STONE me – a Bournemouth hotel is showing off its connections with comedy legend Tony Hancock.

The comedian would have been 90 this week and the occasion was marked by the unveiling of a plaque outside his former flat in Queen’s Gate Place in London’s Kensington.

Hancock spent much of his childhood at the Durlston Court Hotel, now the Hotel Celebrity, in Gervis Road. Its owner, Ken Robbins, has finished assembling a cabinet full of Hancock memorabilia.

It includes a 1930s typewriter on which the lad himself is believed to have typed the hotel’s menus and business letters.

There is also a typewriter don-ated by Hancock’s writers, Alan Simp-son and Ray Galton, on which they wrote many of their scripts.

A third typewriter, which Mr Robins bought at auction, is thought to have belonged to the star at the time of his suicide in 1968.

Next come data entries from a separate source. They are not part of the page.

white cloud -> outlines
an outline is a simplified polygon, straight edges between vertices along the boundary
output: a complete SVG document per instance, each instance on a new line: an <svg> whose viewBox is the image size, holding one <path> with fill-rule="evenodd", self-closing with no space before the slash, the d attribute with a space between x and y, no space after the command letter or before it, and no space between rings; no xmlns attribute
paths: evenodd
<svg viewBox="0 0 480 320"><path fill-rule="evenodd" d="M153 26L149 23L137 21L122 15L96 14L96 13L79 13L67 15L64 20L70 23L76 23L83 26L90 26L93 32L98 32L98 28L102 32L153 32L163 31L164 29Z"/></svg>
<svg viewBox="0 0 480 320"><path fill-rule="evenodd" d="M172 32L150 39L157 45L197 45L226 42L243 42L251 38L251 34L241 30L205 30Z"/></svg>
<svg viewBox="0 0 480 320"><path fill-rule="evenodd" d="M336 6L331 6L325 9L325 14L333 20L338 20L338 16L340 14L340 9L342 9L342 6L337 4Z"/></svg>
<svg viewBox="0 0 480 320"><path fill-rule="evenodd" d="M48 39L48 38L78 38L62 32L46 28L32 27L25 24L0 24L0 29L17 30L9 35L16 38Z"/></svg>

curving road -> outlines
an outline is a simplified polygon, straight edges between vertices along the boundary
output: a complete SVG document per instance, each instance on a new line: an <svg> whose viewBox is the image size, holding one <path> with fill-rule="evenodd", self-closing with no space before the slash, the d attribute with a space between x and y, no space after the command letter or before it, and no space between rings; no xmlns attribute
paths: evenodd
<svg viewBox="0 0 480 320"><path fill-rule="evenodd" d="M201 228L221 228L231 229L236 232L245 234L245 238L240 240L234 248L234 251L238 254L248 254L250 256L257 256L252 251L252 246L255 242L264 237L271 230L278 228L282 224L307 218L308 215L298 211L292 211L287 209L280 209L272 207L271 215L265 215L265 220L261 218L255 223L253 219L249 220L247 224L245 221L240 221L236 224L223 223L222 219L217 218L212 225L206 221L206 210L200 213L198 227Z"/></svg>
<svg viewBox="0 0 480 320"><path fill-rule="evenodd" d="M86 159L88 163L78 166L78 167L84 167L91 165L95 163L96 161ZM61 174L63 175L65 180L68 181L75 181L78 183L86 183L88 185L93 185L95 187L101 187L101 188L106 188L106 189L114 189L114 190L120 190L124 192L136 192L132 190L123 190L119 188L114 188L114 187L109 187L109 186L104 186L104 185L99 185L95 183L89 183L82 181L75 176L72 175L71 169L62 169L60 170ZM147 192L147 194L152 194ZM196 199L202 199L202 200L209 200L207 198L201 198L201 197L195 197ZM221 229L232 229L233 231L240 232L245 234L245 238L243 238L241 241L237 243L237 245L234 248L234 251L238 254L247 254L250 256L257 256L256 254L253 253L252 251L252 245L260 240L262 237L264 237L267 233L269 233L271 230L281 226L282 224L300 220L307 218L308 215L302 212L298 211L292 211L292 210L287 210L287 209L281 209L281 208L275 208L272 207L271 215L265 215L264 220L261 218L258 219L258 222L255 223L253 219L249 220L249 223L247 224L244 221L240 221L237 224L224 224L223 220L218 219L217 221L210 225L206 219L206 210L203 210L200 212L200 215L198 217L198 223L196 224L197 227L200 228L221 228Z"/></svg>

Hancock, who studied shorthand and typing at Bournemouth College at the Lansdowne, was a proficient touch typist.

Mr Robins said he discovered the family’s typewriter in a cupboard that had been papered over. “I realised what it was when I saw the date on it,” he said.

The Hancock family lived at the hotel from 1933, naming it Durlston Court after the boarding school Tony and his brother Colin went to in Swanage.

After the death of his father, Jack, in 1935, Hancock continued living there with his mother Lily and his stepfather.

Mr Robins said Hancock used to type the hotel’s menus and correspondence when he was home from boarding school in the summer.

“There’s a story that every day was brown Windsor soup but Hancock used to call it something different every day.

He came up with these wonderful names and that was his job in the summer,” he said.

The hotel was substantially rebuilt during the family’s time there. “The hotel was built in 1933-35. In 1943, the Army requisitioned it,” said Mr Robins.

“The idea was that the older son was going to run it when he came back but he was killed so they never came back here. They sold it at a substantial loss in 1943.”